New Zealand had shown the world it was the ultimate insurance policy. A developed country able to lock itself down rapidly and continue on as normal in the event of a global disaster. It was valuable, and companies wanted in.
As Stuff reported in The Monitor large US companies sought NZ out as a potential alternate manufacturing site before suddenly realising our labour and industrial constraints meant it wasn’t such a good idea. At a New Zealand-India Trade function two weeks ago one attendee told me a similar story about Indian companies in the pharmaceutical industry, so the companies were definitely knocking.
The problem, all these international businesspeople told us, were the constraints.
They didn’t really need to tell us because we already knew.
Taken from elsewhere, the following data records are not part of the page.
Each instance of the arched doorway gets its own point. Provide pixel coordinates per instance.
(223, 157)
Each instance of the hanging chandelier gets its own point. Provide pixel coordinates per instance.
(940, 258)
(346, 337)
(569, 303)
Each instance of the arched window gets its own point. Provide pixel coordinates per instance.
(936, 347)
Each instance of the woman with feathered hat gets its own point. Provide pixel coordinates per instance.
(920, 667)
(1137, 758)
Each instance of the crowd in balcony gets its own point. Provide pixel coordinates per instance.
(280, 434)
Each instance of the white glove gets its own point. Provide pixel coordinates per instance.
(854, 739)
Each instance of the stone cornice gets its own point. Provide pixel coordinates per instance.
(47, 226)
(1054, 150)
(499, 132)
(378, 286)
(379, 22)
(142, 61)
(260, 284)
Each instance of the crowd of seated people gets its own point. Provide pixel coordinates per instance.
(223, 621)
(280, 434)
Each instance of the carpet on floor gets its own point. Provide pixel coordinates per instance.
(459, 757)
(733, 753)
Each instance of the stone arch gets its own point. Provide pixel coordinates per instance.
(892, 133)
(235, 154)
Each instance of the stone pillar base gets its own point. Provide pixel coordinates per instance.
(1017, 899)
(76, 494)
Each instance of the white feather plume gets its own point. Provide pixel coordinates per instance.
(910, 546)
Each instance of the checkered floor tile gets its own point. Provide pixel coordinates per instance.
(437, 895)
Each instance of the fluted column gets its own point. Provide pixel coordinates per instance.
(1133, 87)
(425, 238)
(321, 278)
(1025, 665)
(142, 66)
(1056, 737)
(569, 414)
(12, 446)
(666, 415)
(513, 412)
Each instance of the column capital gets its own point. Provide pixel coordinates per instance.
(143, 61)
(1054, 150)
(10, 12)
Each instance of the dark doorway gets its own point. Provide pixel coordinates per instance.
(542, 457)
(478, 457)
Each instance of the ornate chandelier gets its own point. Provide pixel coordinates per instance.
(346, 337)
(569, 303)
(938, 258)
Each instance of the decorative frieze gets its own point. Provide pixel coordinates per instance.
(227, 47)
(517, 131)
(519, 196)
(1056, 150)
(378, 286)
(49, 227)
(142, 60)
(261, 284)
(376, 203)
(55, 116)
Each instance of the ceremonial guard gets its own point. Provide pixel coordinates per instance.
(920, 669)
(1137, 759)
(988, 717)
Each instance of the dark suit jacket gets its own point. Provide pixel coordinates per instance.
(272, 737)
The slow and low level of shovel-ready investment even took credit rating agency S&P a little off-guard after it predicted the Government would come to the infrastructure party where local councils were concerned.
As for new industries like international manufacturing, companies soon reconsidered once they realised how small our labour force was and how the infrastructure here was barely enough to house its existing population.
So, when it comes down to it, just where is the post-Covid economy we were promised? Are we even on the road to it? And are we serious about lifting the constraints on our economy in areas like infrastructure?
We seem to have successfully cut off export education, tourism and immigration, but it is strange that more than year after we shut our borders we haven’t really backed these alternative post-Covid ideas with any sort of investment or urgency.
If we’re serious about wanting to do things differently by building in more manufacturing redundancy, constructing some massive Works Ministry, or training a replacement workforce to the migrant one, then NZ Inc is going to have to spend some money, and the Government are going to have to spend some political capital, backing these post-Covid aspirations.